Ainsi, Marie-Joseph Devillers, co-fondatrice de la Coalition internationale pour l’abolition de la maternité de substitution (Ciams) et coordinatrice de l’ouvrage Ventres à louer avec Ana-Luana Stoicea-Deram, donc également spécialiste du sujet, a tenté de faire contrepoids (cf. La GPA « s’apparente à de l’esclavage reproductif encadré »). Tout comme Aude Mirkovic, maître de conférences en droit privé et présidente de l’association Juristes pour l’enfance (cf. « La GPA relève de la traite humaine en ce qu’elle organise l’utilisation de la femme »).

Quid des risques pour la mère porteuse ? Quid de l’existence d’un marché de la GPA ? Quid de l’intérêt de l’enfant ? « L’adoption répare la perte des parents, la GPA provoque l’effacement de la mère. Que l’enfant soit résilient ne justifie pas de prendre ses droits à la légère », souligne Aude Mirkovic (cf. GPA, adoption : des blessures similaires, des pratiques comparables ?).

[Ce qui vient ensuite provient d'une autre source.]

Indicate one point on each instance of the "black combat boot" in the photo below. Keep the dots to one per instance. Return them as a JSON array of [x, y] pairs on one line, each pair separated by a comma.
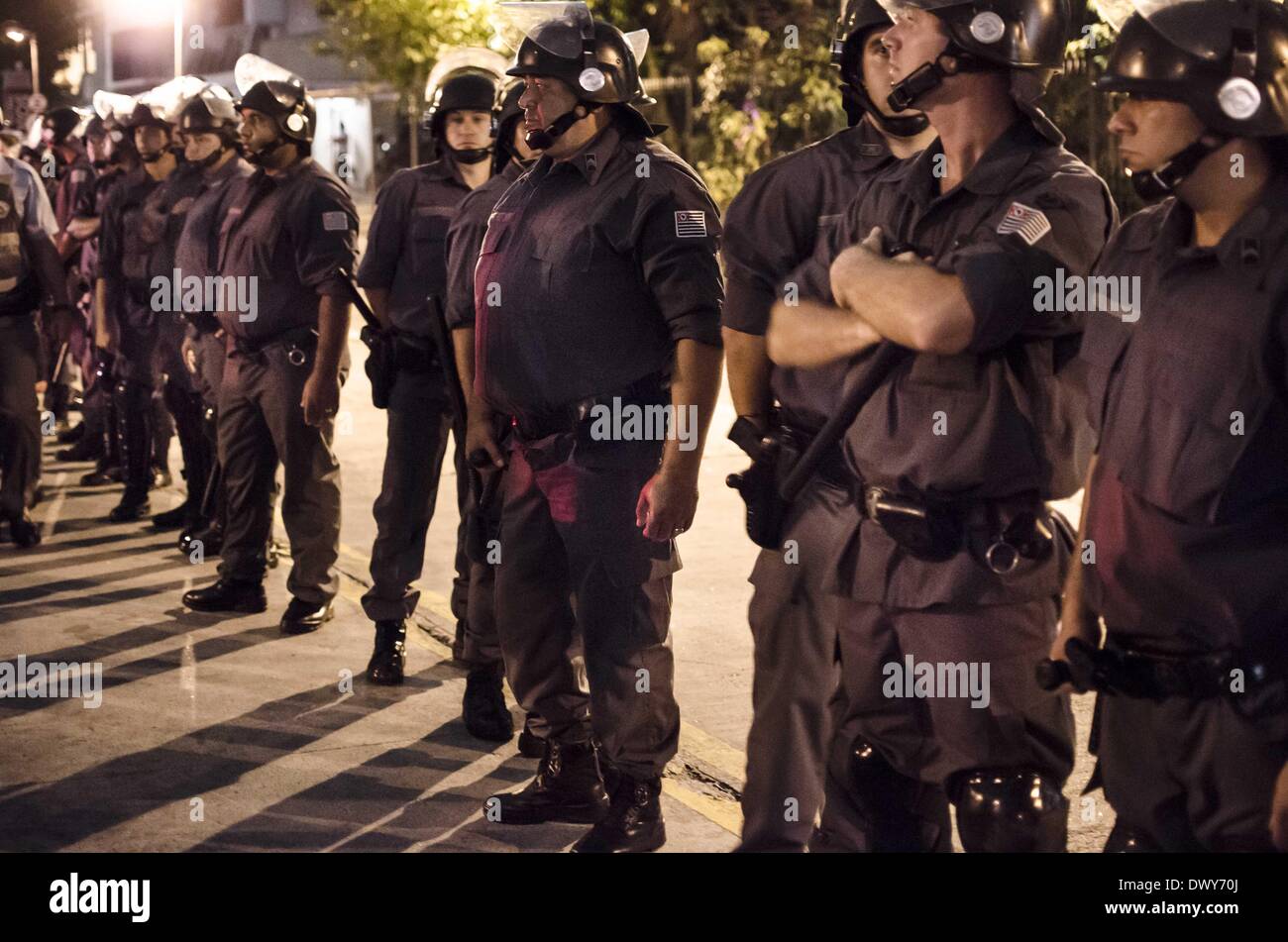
[[634, 821], [24, 530], [389, 659], [483, 706], [532, 745], [228, 594], [176, 517], [567, 787]]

Des questions évacuées d’un revers de main par les intervenants de l’EREARA. Sur la question des risques pour la mère porteuse par exemple, Jean-François Guérin veut tempérer : « toute grossesse est un risque ». Le professeur affirme qu’il ne voit pas la différence quand il s’agit de GPA. N’est-il pas au fait des dernières études scientifiques sur le sujet ? (cf. PMA, GPA : les grossesses issues d’un don d’ovocytes plus à risque)

Une « concertation » en trompe l’œil

Au terme de cette première « concertation publique », on s’interroge. Les Etats généraux de la bioéthique ne seraient-ils qu’une entreprise destinée à façonner l’opinion ? Leur but est-il d’écouter les interrogations des citoyens ou de préparer le parfait alibi aux futures dispositions de la révision de la loi de bioéthique : « la société est prête » ?

[1] https://ereara.com/evenements/cyberethiques/

NDLR : La vidéo et les présentations sont accessibles sur le site de l’EREARA.